Le continent africain reste la région du monde où le pourcentage de personnes affamées est le plus élevé (20,4 %), contre 8,1 % en Asie, 6,2 % en Amérique latine et 7,3 % en Océanie. En fait, l’analyse approfondie des données indique que si le nombre de personnes souffrant de malnutrition est resté stable en 2023, c’est parce que « la réduction notable de la faim en Amérique latine », d’environ cinq millions de personnes, a compensé l’augmentation en Afrique. en Asie, cela a à peine changé. « Le défi à l'avenir va être plus grand et la situation pourrait être encore plus compliquée parce que la population africaine est très jeune et continue de croître dans un contexte où les inégalités sont très grandes », conclut Lario, qui rappelle que si une personne sur 11 Si l’on souffre de la faim dans le monde, cette proportion, dans le cas africain, est d’un sur cinq.

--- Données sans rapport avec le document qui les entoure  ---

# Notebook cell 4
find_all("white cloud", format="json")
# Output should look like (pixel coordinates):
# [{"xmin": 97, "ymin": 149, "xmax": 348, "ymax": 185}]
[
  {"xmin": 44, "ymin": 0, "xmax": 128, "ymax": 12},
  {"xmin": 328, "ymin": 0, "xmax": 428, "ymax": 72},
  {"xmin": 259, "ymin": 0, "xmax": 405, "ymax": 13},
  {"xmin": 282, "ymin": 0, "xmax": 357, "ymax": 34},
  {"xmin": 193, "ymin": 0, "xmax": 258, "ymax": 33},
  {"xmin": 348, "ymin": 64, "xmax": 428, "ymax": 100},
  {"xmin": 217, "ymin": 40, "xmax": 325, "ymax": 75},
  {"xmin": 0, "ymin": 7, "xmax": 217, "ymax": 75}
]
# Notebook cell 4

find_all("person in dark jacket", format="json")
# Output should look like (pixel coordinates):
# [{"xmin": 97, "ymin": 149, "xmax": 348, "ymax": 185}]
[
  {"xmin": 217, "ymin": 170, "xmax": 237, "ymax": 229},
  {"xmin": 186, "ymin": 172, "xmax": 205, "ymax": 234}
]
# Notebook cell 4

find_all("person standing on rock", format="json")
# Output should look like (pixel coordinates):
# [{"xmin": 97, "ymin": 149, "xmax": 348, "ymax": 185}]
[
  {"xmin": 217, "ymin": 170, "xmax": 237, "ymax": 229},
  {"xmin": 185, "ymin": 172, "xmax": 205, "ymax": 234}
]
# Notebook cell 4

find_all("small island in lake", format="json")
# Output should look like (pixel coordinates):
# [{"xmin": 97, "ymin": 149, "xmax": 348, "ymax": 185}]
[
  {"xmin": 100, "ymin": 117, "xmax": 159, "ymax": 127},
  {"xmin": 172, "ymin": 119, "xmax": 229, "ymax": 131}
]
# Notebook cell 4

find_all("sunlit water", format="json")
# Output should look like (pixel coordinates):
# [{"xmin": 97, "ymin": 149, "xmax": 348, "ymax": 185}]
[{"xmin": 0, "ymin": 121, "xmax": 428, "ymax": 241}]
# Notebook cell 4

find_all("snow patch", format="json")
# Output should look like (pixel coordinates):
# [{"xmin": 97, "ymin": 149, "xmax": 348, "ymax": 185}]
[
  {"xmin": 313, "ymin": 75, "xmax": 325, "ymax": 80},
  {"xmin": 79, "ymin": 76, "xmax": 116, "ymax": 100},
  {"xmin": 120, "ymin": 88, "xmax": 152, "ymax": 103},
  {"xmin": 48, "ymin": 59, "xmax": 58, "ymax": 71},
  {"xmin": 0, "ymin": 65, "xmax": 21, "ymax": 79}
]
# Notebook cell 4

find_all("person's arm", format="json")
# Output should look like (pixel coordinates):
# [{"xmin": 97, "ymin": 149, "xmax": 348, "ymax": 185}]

Les facteurs clés pour lesquels la situation de la faim continue de se détériorer en Afrique sont « l’augmentation des conflits et de la vulnérabilité au changement climatique, car ce sont des pays avec peu de ressources et moins résilients, ainsi que l’impact de la récession économique et du problème de la dette», explique Máximo Torero, économiste en chef de la FAO, dans une interview avec Jiec. « L'Afrique est un continent qui importe une grande partie de sa nourriture, donc lorsque les taux d'intérêt mondiaux augmentent, si votre banque centrale n'est pas très forte, le taux de change local est dévalué et, en même temps, les pays doivent payer davantage pour leurs produits alimentaires. dette », ajoute-t-il. Tout cela a pour conséquence que « la capacité d’acheter et de payer le coût des importations nécessaires » pour nourrir la population est « fortement restreinte ».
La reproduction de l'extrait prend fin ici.